Having centered his convention attack on Douglas and played down his own position, Lincoln kept on the offensive. To Douglas’ vast irritation, he continued to dog the senator’s footsteps, attend his speeches, and announce to Douglas’ throngs that a rebuttal would follow later in the day. Late in July, hoping to share a platform with Douglas rather than following him, Lincoln challenged Douglas to more than fifty debates in all the places—at least fifty—Douglas was scheduled to appear. Ready for combat but unwilling to share so many audiences with Lincoln, Douglas proposed they debate at a central point in each congressional district in the state, save for Springfield and Chicago, where each had already spoken. That would mean seven debates—in Ottawa, Freeport, Galesburg, Quincy, Jonesboro, Charleston, and Alton. Lincoln accepted.

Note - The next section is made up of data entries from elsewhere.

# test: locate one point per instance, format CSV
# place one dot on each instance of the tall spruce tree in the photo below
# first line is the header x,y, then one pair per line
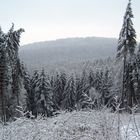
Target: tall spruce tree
x,y
44,96
69,94
125,51
3,77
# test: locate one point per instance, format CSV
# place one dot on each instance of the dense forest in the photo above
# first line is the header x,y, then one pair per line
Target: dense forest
x,y
115,84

The debates that followed were grand theater. They were also a striking display of political craftsmanship on both sides; and they represented the intellectual climax of the grand debates over slavery that had been echoing throughout the land for decades.

Douglas supplied most of the theater. Merely traveling from town to town, the senator was a sight to see. When he arrived back in Chicago from Washington, artillery roared a 150-gun salute; banners hung from windows and over the streets; flags fluttered on ships and buildings. When he journeyed down to Springfield, a flatcar on his special train carried a twelve-pound cannon that continually boomed out across the prairie. Rockets and fireworks climaxed his evening speeches. The intensive railroad building in Illinois was already affecting campaigning; Douglas could rest or receive delegations in his ornate private car between speeches, and regular and special trains brought listeners by the thousands.

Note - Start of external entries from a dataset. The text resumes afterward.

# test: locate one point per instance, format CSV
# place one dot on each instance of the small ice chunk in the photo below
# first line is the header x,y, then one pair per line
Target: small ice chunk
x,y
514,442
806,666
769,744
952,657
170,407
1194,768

Still, the pastoral folk memory of the debates was valid too—the memory of farmers arriving in buckboards, buggies, carriages, and carts, of roads so enveloped in dust as to resemble great smokehouses, of farmers in overalls and their wives in hoop skirts and young mothers with babies at their breasts standing in the burning sun for two or three hours. With his homespun face, hollowed cheeks, and tangled hair, Lincoln looked more like the hired hand in Sunday garb than the wealthy attorney that he was; Douglas, with his shiny black hair, shiny top hat, shiny black vest, and shiny black footwear, appeared every inch the city man, traveled and worldly. Each respected the oratorical prowess of his adversary. Douglas was all force, pacing up and down the platform, tossing his huge head and locks, blasting out cannonades of questions and accusations. Lincoln was supple,
sinewy, tenacious. Douglas himself took the best measure of his opponent, when informed of Lincoln’s nomination:

“I shall have my hands full. He is the strong man of his party—full of wit, facts, dates—and the best stump speaker, with his droll ways and dry jokes, in the West. He is as honest as he is shrewd, and if I beat him my victory will be hardly won.”

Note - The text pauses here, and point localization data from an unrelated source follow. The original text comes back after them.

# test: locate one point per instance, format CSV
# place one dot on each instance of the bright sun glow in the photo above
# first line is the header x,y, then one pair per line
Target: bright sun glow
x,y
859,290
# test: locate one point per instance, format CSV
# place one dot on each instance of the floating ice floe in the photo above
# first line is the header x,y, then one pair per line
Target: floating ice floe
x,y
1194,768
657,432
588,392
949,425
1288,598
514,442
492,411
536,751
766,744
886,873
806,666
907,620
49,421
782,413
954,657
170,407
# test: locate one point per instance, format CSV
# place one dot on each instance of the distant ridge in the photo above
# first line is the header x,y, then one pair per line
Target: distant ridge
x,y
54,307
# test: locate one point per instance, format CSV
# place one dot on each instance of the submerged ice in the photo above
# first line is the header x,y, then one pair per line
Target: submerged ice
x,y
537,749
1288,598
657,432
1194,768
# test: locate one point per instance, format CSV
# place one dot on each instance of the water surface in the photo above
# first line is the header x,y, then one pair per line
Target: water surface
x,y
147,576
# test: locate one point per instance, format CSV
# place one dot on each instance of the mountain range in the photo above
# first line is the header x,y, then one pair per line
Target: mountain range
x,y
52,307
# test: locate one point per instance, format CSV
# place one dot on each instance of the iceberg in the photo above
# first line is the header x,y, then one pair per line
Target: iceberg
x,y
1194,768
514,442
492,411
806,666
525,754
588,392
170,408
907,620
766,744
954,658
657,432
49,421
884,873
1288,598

Like master chess players, each man tried to put the other on the defensive. In the first debate, in Ottawa, Douglas posed seven questions for Lincoln, centering mainly on the question of race. Here Douglas felt on safe ground, given the anti-Negro attitudes so widespread in the state. “I do not question Mr. Lincoln’s conscientious belief that the negro was made his equal, and hence is his brother, but for my own part, I do not regard the negro as my equal, and positively deny that he is my brother or any kin to me whatever.” Douglas’ belief in the innate inferiority of blacks was the key to his entire approach to slavery. It enabled him to consider the issue a matter of local preference, of popular sovereignty. To soothe the troubled consciences of Illinois free-soil sympathizers, who were expanding in numbers, the senator argued that popular sovereignty would keep slavery out of the territories, since slavery had already reached its natural limits and would not thrive where the soil and climate were inhospitable.